The light from the Burbridge began to call. All ships halfway through their turn. Nick read the first word of the answer to his enquiry: Yes…
He had to look away then – under the impression Carlish was holding the wheel on for longer than he should have. But in fact it was all right – or would be. He’d need to bring her back a few degrees to starboard in a minute, and in the process he’d have learnt something – in the best way there was to learn it… By this time the flashing light was on their quarter; looking back at it, he read the words, who wants to know.
And that had been the end of the message – without an interrogative sign, they’d just signed-off. McCurtin flashed a K, acknowledging.
‘Reply from the Burbridge, sir – Yes. Lance Corporal Horace Everard, RAF Regiment. He asks who wants to know.’
Behind him, Carlish called down, ‘Steady!’
‘Steady, sir – three-five-eight…’
‘Steer oh-oh-three degrees.’
Nick told McCurtin, ‘Make to him, “Sorry, wrong Everard.”’
The Dongola was on the starboard quarter now, and the Sweetcastle was abeam to port: and nineteen miles ahead those U-boat transmissions would have been just about right on the convoy’s mean course.
Heidi had produced a supper of vegetable soup which they’d eaten with hunks of black bread, dipping the bread into the hot liquid to soak it up. She’d had soup all over her chin. Then she’d gone outside, to the garden privy, and when she’d come back into the kitchen, leaning against the door to shut it, shut out the rain and darkness, Jack had been waiting there, needing to make the same trip himself and wanting to borrow her coat. It was a man’s coat anyway, grey and heavy and with moth-holes in it, he guessed a private soldier’s originally and at that quite possibly from the previous war. Catching her against the back door, unable to communicate his intention and therefore just starting to open it and pull it off her otherwise nude body, he realised she’d got the wrong idea of what he wanted; she was giggling and trying to keep the coat closed around her. He had to go along with this misunderstanding for a while, since otherwise he might have hurt her feelings… Then it wasn’t a difficult act at all, because getting the heavy garment open and then easing it off her shoulders he found himself inclined the way she’d thought he was to start with. And thanks to the stove it was warm in the kitchen, much warmer than the bedroom. But finally he did have to go out – in the coat and holding a tin tray over his head as an umbrella – aware that Their Lordships of the Board of Admiralty might not have considered his bizarre appearance quite becoming to an officer and a gentleman. Except – wasn’t there a paragraph in King’s Regulations and Admiralty Instructions to the effect that an officer should dress in accordance with the sport in which he was engaged? It would be an interesting line of argument… He returned to find Heidi very nervous, scared by his having been outside the house: she’d bolted the door quickly, in a kind of panic again as if her garden was likely to be full of enemies. He wondered again about her obvious insecurity, the impression she gave of living precariously in a foreign and potentially hostile environment.

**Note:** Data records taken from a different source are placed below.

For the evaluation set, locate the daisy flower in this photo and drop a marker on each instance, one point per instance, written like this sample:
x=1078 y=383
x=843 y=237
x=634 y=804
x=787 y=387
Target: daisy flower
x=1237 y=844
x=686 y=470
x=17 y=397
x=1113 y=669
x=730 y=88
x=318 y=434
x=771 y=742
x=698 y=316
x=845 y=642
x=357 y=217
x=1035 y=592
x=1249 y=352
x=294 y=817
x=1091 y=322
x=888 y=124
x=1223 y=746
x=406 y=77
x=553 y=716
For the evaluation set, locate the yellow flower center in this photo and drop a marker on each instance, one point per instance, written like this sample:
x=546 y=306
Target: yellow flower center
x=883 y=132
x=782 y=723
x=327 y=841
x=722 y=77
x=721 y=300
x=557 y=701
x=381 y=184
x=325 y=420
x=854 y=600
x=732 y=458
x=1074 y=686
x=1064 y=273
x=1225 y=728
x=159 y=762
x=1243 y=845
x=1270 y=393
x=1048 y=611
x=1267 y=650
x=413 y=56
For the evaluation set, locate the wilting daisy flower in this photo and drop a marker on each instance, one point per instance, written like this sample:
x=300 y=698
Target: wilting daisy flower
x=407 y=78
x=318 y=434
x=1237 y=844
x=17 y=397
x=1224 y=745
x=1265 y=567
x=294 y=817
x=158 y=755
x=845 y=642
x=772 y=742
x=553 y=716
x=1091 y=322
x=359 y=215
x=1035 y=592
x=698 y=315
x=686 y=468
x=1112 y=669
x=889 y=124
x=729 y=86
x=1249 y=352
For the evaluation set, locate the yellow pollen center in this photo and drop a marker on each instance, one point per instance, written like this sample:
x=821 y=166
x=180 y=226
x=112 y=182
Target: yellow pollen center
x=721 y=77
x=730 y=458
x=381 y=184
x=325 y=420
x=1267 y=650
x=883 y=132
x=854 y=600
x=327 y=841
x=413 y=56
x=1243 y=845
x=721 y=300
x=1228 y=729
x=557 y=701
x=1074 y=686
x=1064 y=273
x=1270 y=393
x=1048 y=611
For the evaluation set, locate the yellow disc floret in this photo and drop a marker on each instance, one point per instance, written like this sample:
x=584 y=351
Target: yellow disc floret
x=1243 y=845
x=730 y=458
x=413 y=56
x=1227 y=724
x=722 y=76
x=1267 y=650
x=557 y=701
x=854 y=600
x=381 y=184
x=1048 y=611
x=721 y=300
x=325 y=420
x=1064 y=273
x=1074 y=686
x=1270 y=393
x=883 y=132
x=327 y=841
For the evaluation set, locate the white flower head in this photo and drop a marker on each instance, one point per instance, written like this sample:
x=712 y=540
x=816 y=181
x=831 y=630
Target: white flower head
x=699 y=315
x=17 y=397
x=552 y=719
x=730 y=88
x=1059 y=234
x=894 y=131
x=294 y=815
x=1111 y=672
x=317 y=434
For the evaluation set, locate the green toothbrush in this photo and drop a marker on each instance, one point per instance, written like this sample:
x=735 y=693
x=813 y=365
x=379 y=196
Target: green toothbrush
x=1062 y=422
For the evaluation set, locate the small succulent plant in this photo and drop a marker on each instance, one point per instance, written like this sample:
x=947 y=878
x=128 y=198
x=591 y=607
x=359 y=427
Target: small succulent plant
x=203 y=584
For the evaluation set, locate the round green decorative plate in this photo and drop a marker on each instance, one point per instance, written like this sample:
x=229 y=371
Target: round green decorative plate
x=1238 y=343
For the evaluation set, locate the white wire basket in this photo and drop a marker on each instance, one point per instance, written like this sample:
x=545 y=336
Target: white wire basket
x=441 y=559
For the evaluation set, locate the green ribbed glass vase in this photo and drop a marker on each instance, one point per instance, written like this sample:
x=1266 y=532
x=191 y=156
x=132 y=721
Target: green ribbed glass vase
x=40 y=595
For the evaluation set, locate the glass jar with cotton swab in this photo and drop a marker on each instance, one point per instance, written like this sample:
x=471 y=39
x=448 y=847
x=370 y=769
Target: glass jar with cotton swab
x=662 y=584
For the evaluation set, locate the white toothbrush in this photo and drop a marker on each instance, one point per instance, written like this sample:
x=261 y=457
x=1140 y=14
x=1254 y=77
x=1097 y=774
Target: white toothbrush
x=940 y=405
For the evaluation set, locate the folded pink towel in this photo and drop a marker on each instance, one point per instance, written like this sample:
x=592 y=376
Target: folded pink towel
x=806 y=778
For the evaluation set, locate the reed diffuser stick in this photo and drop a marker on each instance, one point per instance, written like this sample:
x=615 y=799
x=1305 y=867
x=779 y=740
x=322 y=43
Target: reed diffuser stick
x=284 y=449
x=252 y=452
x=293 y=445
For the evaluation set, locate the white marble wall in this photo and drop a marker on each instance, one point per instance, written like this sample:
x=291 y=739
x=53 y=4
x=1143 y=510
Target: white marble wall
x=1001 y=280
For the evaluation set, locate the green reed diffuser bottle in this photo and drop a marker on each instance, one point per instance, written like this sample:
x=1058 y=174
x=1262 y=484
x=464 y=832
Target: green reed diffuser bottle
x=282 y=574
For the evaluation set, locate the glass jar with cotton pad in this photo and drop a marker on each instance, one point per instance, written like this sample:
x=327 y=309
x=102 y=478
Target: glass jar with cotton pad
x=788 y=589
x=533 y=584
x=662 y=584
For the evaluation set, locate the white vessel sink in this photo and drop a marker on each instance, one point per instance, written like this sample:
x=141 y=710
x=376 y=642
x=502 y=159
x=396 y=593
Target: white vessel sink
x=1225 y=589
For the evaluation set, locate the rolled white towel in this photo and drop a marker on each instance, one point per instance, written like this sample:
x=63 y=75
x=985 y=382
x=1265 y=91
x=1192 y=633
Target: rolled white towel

The only time she seemed really to relax was in bed. And between the intervals of love-making she had an enormous capacity for sleep. Perhaps on her own she slept badly, lay awake in fear of whatever troubled her so much, and found security now in a stranger’s arms. He, of course, had had more than enough of sleeping in recent days. But it was easy to work up theories about her, and irritating that one would never know the truth. Not that he cared: it was curiosity, not any real sense of concern.
He’d decided he’d take off on Monday. He lay on his back now, hearing the rain first ease off and then stop, so that he was listening to a desultory dripping from trees and eaves – with her face on his shoulder, her breath fanning his ear, an arm and a leg across him; she was as softly and warmly relaxed as a sprawling puppy. But Monday – the day after the Sunday which would be dawning soon – after she left the house to go wherever she did go every weekday, he’d sneak off, hide himself somewhere near the bicycle until dark, then pedal south to find the frontier. The ankle was a lot better, and he still had all Sunday and Sunday night to rest it. To go suddenly, without goodbyes, would be far the easiest way. He’d tell her – using the calendar again – one more week. It would seem like a long time, and it might well seem long enough – her nervousness, fear of discovery, might even incline her to see him on his way before that.
A continuing tattoo of the rain’s aftermath: soft drumming in the darkness, the wind’s murmur in the trees. Her breathing was light and even in his ear: that, and the interminable dripping.
Drip, drip, drip…
No. It was ‘break’, not ‘drip’. Sea, not rain.
Break, break, break,
On thy cold grey stones, O Sea!
And I would that my tongue could utter
The thoughts that arise in me.
Thoughts, for instance, of Fiona. Who’d be amused, when he described this interlude. Or disbelieving… He’d make her laugh, anyway… It would have been pretty frightful if Fiona had married Nick – as she’d fully intended. She’d been Nick’s mistress for several years, on and off. Jack wondered how Nick, even married to his Australian, would react to the announcement of Fiona’s marriage to his young half-brother. And where Nick might be now. Paul, one knew about – Paul would be in his submarine in the Malta flotilla, where survival chances were said to be about fifty: fifty – had been at the beginning of the year, anyway. And if Paul should happen to get his come-uppance then he, Jack, would be in line for the Everard baronetcy if anything similar happened to Nick. It was a thought one had entertained for quite a while now. A new element, however, was Nick’s marriage to the Australian, because if they started a family any son would take precedence over a half-brother.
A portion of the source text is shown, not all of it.